Una mañana mantuvo una charla con su padre en la que comprendió todo. Ante la solicitud de explicaciones, su padre contestó que la abogacía no era más que un mero trabajo y que todo ser humano tenía derecho a la defensa, a pesar de que fuésemos plenamente conscientes de su culpabilidad. Ahí descubrió solo una cosa: aquello en lo que no quería convertirse. A Pandora no le impresionaban este tipo de trances pues, por desgracia, no era el primero por el que pasaba. Por su profesión había tenido que lidiar con todo tipo de personajes indeseables, habiendo corrido peligro su vida en múltiples ocasiones.
El Sr. Adánez se dejó caer como un saco de patatas en el bordillo del andén, a medio metro de Pandora.
―Bueno, chiquilla, supongo que lo habrás pasado mal.
―Hombre, he tenido días mejores.
―Mira Pandora, no te voy a hacer esto más difícil de lo que es. ¿Conocías al que lo hizo?
Pandora alzó la vista con mezcla de incredulidad y satisfacción. Realmente no tenía ningún deseo de permanecer varias horas contestando a las mismas preguntas de trámite que ya le había realizado el anterior policía para cumplir el expediente.
―No.
―¿Tuvo en algún momento intención o ademán de hacerte algo?
―En ningún momento. Me pusieron una bolsa en la cabeza y un pañuelo en la boca. No pude ver nada. Al poco quedé dormida.
―Muchas gracias. Vete a casa, dúchate y duerme. Cuando estés bien descansada, pásate por comisaría.
Si te acuerdas de algo importante, llámame. Aquí tienes mi número.
―De acuerdo.
Pandora se levantó del escalón y se puso en marcha con paso tranquilo. Al cabo de varios pasos, se dio la vuelta:
―Inspector, no llevaba nada de dinero encima. Lo había limpiado antes.
2
La esposa
―¡Lo que no puede ser es que por culpa de una becaria imbécil le devuelva un pagaré a mi mejor proveedor! ―dijo bombardeando de saliva la mesa del despacho―. ¡Sí, claro, si no fuera porque me tenéis pillado por los huevos te ibas a enterar tú, mamarracho de mierda! ―vociferó estampando el auricular contra la base con una violencia que casi le lesiona la muñeca.

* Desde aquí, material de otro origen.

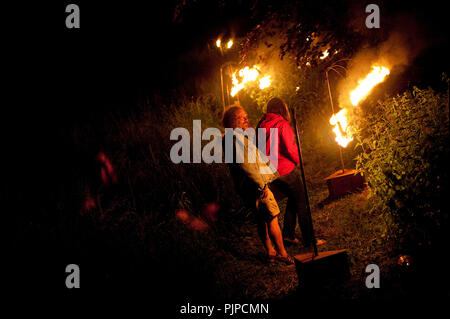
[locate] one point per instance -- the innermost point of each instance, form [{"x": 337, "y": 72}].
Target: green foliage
[{"x": 405, "y": 155}]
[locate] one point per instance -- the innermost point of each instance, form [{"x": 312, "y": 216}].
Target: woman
[{"x": 289, "y": 183}]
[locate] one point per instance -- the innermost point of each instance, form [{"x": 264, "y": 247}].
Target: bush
[{"x": 405, "y": 152}]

Andrés Aguilera no solía exasperarse con facilidad. Más de treinta años dedicado a sus empresas habían contribuido a hacerle entender que cualquier situación es remediable, salvo la muerte, pues lo que hoy se manifestaba gris, probablemente mañana sería negro, pero posiblemente pasado se tornara blanco. Así de sencillo era el mundo de los negocios, una verdadera carrera de fondo.

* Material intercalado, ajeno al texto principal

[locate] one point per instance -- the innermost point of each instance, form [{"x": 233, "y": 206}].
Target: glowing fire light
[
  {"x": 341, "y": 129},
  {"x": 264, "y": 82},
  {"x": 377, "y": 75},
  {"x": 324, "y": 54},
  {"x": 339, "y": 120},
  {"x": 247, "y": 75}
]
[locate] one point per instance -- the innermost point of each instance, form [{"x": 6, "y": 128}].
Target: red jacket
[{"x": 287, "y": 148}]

Cuánta gente había visto crecer como la espuma para después darse el batacazo, cuánta, y cuántos amigos había visto subir y subir dentro de sus empresas, hasta quedarse con ellas, asumiendo unos riesgos a veces innecesarios.
Aún recordaba aquella mañana en que Julián fue a verle al despacho. Llevaba el signo del dólar marcado en la frente, como si de una res se tratase, los ojos se le salían de las órbitas, su mirada irradiaba una positividad y una ambición extraordinaria.

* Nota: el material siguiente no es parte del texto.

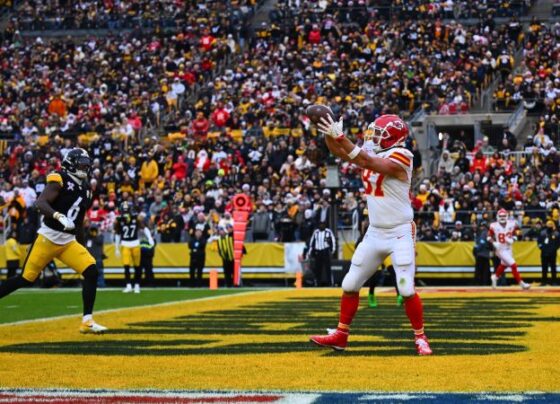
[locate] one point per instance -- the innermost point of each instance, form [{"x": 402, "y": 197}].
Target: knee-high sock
[
  {"x": 500, "y": 270},
  {"x": 515, "y": 273},
  {"x": 89, "y": 288},
  {"x": 137, "y": 275},
  {"x": 12, "y": 285},
  {"x": 348, "y": 307},
  {"x": 127, "y": 273},
  {"x": 415, "y": 313}
]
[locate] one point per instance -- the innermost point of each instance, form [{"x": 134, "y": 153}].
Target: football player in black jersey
[
  {"x": 127, "y": 228},
  {"x": 63, "y": 204}
]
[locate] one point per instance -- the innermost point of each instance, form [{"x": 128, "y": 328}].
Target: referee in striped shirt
[{"x": 322, "y": 246}]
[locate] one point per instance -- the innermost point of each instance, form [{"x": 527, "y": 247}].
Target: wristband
[{"x": 355, "y": 151}]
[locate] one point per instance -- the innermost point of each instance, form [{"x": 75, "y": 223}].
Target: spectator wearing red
[
  {"x": 96, "y": 214},
  {"x": 207, "y": 41},
  {"x": 314, "y": 36},
  {"x": 200, "y": 125},
  {"x": 220, "y": 116},
  {"x": 180, "y": 169},
  {"x": 479, "y": 163}
]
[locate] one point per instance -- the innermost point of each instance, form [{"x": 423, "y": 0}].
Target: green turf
[{"x": 34, "y": 304}]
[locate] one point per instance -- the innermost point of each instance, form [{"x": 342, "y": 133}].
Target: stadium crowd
[{"x": 179, "y": 121}]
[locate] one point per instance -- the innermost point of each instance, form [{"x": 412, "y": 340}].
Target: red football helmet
[
  {"x": 386, "y": 131},
  {"x": 502, "y": 216}
]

―Andrés, tengo que contarte un negocio que me ha salido. Un negocio no, un chollo.
Cuando Julián le explicó aquel negocio mantuvo el silencio durante todo el tiempo, absorto mientras escuchaba palabras repletas de números y entramados financieros que iban deslizando a su alrededor como si fuera Neo en su Matrix particular. Al final de aquella parrafada, únicamente acertó a comentar:
―Demasiado lío ―sentenció, ante la incrédula y desilusionada mirada de su interlocutor.
No pasaron seis meses antes de que aquel infeliz volviera con aquellas contenidas lágrimas en los ojos, pidiendo el último respiro para no sucumbir ante lo inevitable.
―No, Julián, no puede ser. ―Mientras alzaba la mirada para fijarla suavemente en sus ojos―. De veras que es por tu bien. Cuanto antes pares, menos deudas deberás pagar y menos vergüenza pasarás. Hazme caso ―dijo segundos antes de que Julián se levantase con una mezcla de rabia e impotencia en el rostro, yéndose sin mediar palabra.